Vannuchi: coronel teve a ‘hombridade’ que falta ao torturador Ustra

Ao admitir farsa montada para encobrir assassinato de Rubens Paiva nas dependências do DOI-Codi-RJ, oficial da reserva age com ‘honra militar que falta aos que seguem mentindo’

Arquivo de Família/Reprodução

Costa e outros dois militares receberam ordens superiores para atirar no Fusca e incendiá-lo em seguida

São Paulo – O depoimento do coronel da reserva Raimundo Ronaldo Campos, na semana passada, sobre a farsa montada pelo aparato de repressão da ditadura em torno da morte de Rubens Paiva foi um “gol espetacular” da Comissão da Verdade do Rio de Janeiro. Campos era capitão do Exército na época e admitiu à comissão: “Fui escalado para montar a farsa”. Qual farsa? Incendiar um Fusca no Alto da Boa Vista, no Rio de Janeiro, para criar a notícia e fotos nos jornais, para o Jornal Nacional – a mídia inteiramente alinhada com o aparelho de repressão, com a ditadura naquela época, com manchetes do tipo “O ex-deputado Rubens Paiva foge em uma emboscada terrorista”.

Em seu comentário de hoje (10) na Rádio Brasil Atual, o cientista político Paulo Vannuchi elogia a atitude do hoje coronel reformado, que “teve a hombridade, a honra militar que falta ao torturador Ustra, que falta a todos os demais que seguem mentindo de uma maneira muito desonrosa e que viola todos os preceitos da dignidade militar”. Vannuchi destaca também o papel do advogado Wadih Damous, que foi presidente da OAB do Rio e promoveu um engajamento da ordem na questão do direito à memória e à verdade. O próprio Damous disse que é muito grave o silêncio dos altos comandos das Forças Armadas, que nunca abriram a boca até hoje, deixando passar a ideia de que não gostam do trabalho que vem sendo feito pelas comissões da verdade no Brasil. A mesma Comissão da Verdade do Rio de Janeiro também divulgou papéis encontrados nos arquivos da repressão política do Centro de Formação da Aeronáutica mostrando que os filhos de Rubens Paiva foram vigiados, perseguidos, observados por anos a fio.

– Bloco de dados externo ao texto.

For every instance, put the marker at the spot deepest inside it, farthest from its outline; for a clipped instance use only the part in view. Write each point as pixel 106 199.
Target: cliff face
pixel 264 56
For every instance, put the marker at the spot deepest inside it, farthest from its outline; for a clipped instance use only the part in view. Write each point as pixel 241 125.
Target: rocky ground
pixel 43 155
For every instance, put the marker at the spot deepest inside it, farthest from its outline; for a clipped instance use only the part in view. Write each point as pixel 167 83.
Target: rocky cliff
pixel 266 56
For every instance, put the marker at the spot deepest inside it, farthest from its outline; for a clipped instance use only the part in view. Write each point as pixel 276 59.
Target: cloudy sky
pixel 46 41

Rubens Paiva foi deputado federal pelo PSB. Às vésperas dos golpe de 1964, presidiu uma Comissão Parlamentar de Inquérito que denunciou a orquestração golpista promovida pelo Instituto Brasileiro de Ação Democrática (Ibad), entidade que reunia os principais veículos de comunicação e recebia recursos de órgão de inteligência dos Estados Unidos. Após o golpe, o partido deixou de existir e Paiva foi cassado. “O deputado era engenheiro de formação, uma pessoa que não estava vinculada à resistência armada, era um democrata que ajudou a retirar pessoas perseguidas do Brasil”, lembra Vannuchi. Ele teve interceptada correspondência de militantes que se encontravam exilados no Chile e, em 20 de janeiro de 1971, foi preso. No dia seguinte, Costa e outros dois militares receberam ordens superiores para atirar na lataria do Fusca e incendiá-lo em seguida, no Alto da Boa Vista, no Rio. No dia seguinte foi dada a notícia de seu “desaparecimento”.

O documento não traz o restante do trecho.